Oh, and don’t forget the increased cancer risk. Up to 66% greater risk if you sit a lot.
Before we get to how to solve these nasty problems, I know what you’re probably thinking. You might think that all you need to do is keep hitting the gym and you’ll be alright.
Unfortunately that’s not the case. Even exercise can’t offset the negative effects of sitting. They are significant and separate from your overall physical fitness, and research has shown hitting the gym more doesn’t stop the effects.
How To Stand Up To Sitting
Many activities do require that you are seated, so don’t think you need to quit your job and become a long distance runner just to stay healthy. Working on making small lifestyle changes is one way to tackle the problem, but the most basic intervention of all doesn’t require more than you setting a timer.
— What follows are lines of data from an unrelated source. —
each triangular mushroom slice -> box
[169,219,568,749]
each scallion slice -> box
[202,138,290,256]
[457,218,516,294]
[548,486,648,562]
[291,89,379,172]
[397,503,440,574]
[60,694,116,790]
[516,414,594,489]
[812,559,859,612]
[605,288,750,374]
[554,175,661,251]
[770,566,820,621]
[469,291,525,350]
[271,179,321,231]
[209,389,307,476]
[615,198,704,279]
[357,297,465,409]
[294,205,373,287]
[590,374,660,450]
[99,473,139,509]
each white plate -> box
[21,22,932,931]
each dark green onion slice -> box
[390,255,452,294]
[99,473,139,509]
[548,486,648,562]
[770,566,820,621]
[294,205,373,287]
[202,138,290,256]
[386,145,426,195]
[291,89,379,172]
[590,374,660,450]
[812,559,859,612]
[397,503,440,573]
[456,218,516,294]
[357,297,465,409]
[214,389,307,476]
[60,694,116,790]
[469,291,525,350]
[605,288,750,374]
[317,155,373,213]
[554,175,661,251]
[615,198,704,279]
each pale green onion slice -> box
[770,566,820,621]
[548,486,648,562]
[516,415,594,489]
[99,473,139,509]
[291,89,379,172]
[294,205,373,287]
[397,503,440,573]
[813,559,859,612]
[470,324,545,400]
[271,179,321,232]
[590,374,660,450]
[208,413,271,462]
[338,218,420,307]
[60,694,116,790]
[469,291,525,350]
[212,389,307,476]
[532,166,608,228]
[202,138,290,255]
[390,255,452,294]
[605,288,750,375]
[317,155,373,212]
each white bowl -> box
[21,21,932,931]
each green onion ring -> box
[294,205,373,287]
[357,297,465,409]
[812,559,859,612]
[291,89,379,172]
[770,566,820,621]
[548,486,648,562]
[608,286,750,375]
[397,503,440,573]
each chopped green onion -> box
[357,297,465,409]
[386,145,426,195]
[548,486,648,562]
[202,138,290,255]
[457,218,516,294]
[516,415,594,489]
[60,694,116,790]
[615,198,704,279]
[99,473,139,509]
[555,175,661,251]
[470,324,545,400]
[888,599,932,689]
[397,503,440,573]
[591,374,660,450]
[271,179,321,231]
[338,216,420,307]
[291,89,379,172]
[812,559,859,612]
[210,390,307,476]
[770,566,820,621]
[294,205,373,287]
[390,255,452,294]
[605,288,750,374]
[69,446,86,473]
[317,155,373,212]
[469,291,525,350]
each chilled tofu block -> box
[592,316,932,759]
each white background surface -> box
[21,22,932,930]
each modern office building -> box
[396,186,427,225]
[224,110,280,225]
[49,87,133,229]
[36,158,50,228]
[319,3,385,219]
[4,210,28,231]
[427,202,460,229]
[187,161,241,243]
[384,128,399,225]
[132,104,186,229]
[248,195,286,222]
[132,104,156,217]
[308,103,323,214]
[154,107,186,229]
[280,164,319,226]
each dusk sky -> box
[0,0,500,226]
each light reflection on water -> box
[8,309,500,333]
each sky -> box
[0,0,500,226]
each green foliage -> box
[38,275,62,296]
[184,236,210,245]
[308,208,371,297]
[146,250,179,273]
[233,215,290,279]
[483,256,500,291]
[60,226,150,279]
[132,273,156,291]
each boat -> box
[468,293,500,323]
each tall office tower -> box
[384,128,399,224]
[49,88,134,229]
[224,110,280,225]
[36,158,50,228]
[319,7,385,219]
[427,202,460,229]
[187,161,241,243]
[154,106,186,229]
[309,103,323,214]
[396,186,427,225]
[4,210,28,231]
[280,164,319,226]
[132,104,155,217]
The most effective way to deal with the risks comes from a Columbia research scientist who works on this issue. He says, “For every 30 consecutive minutes of sitting, stand up and move/walk for five minutes at brisk pace to reduce the health risks from sitting.”
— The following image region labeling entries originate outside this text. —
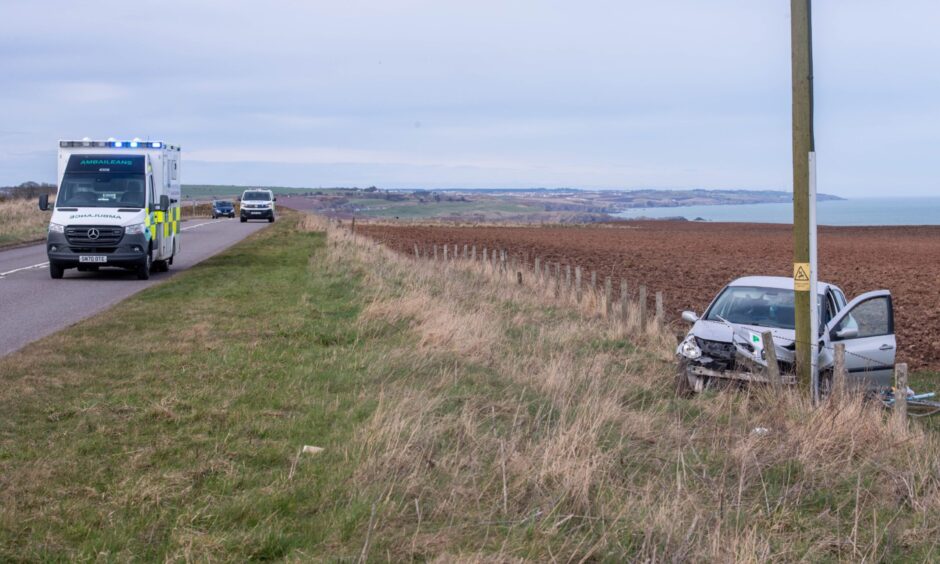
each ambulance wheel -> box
[137,253,153,280]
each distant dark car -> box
[212,200,235,219]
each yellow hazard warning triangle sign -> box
[793,262,809,292]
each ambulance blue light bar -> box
[59,141,166,149]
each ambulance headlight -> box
[679,335,702,360]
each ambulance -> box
[39,138,181,280]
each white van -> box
[39,139,180,280]
[239,188,277,223]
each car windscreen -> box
[56,172,147,208]
[705,286,822,329]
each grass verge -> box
[0,198,49,247]
[0,217,940,561]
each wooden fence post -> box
[830,343,849,395]
[894,362,907,427]
[637,284,646,331]
[555,262,561,298]
[620,278,630,323]
[604,276,614,319]
[760,331,782,388]
[574,266,581,303]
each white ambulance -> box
[39,139,180,280]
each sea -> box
[616,197,940,226]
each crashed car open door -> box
[823,290,897,388]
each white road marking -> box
[0,261,49,278]
[180,219,225,231]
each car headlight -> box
[679,335,702,360]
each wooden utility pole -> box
[790,0,817,392]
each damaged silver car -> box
[676,276,896,393]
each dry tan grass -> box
[0,198,49,245]
[314,218,940,562]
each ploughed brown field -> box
[356,221,940,369]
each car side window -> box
[836,296,894,339]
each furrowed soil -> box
[356,221,940,369]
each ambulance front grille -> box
[65,225,124,248]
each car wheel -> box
[137,252,153,280]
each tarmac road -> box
[0,218,268,356]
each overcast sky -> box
[0,0,940,197]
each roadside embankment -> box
[0,198,49,248]
[0,215,940,561]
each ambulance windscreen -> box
[56,155,147,208]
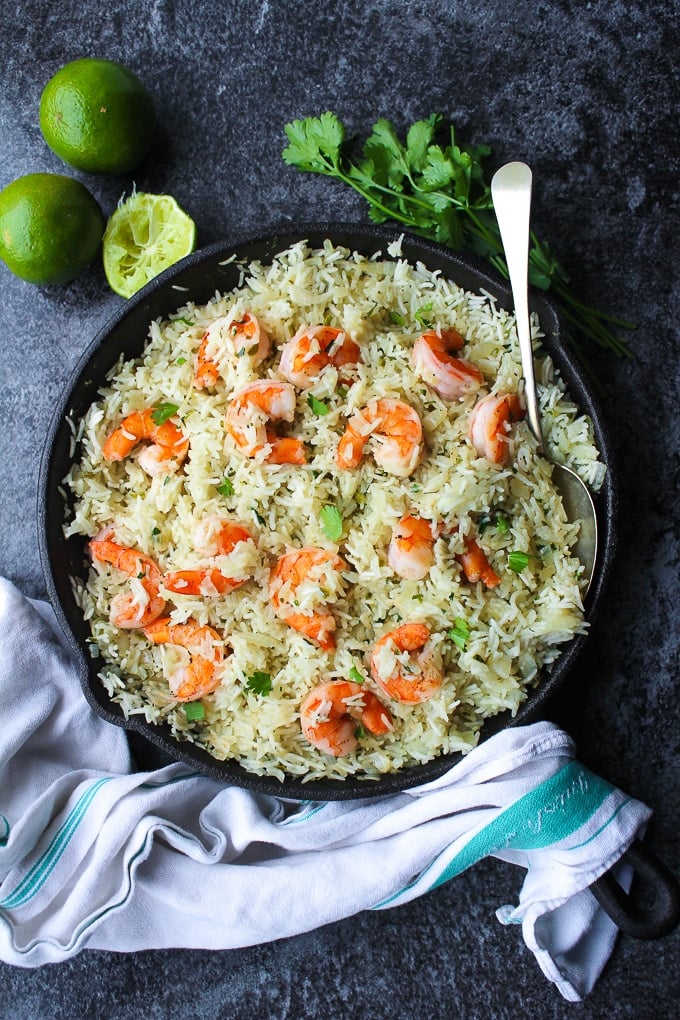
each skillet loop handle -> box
[590,839,680,940]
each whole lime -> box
[40,57,155,174]
[0,173,105,285]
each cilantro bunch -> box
[282,112,633,356]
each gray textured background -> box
[0,0,680,1020]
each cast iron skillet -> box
[39,223,680,936]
That could be as simple as setting a timer on your phone or computer that reminds you to stand up and move around for a couple of minutes.
You could take it a step further and be extra mindful about your body, and add in an extra timer once per day that gets you out of your seat for longer, in order to stimulate your leg muscles and burn a few extra calories that you’ll otherwise be gaining weight from at your chair.
Something like a walk around the block, or take advantage of some of the hundreds of miles of the SF Bay Trail for a lunchtime stroll.
But what about the time you actually spend working?
Well, a sit-stand desk is a great option to break up your day. You shouldn’t be standing all day, as that has similarly bad effects as sitting all day does, but if you can aim for working up to 2 or 4 hours per day standing, that’s a great way to get off your rear end while staying productive.
And now think back a little, to when you were a kid. What do young children do when they have to stay seated for long stretches of time? They start moving around and fidgeting.
Fidgeting is another way to cope with the stresses of prolonged sitting. Small fidgeting-like activities like tapping or swinging your legs while sitting increases energy expenditure by 25% to 100% (i.e., burns more calories).
Making Better Health Choices To Reduce Sitting
Sometimes sitting too much is our own choice. Typically, the most time spent sitting at home is in front of the TV.
But watching TV for more than 3 hours per day increases heart health risks by 64%. Strive to spend less than 3 hours per day in front of the TV. Not only will you improve your health, but you will also find more enriching and meaningful activities to spend time on.
And one more question, here. What position do you usually sit in? Hunched over? Back perfectly straight? The angle at which your body bends while sitting makes a difference.
When you can control it, sit at an angle of 135 degrees (leaned back a little). Get a reclining chair or place some pillows on your lower back when sitting on the couch. This position is much easier on your spine than slouching forward or sitting straight. Just don’t use it as an excuse to sit longer!
So get a sit-stand desk, fidget more, and make sure you get up to move every 30 minutes or so. Subtract a bit of TV from the equation, and you could literally be adding years to your life. Get mindful about what sitting does to your body, and take a stand against sitting!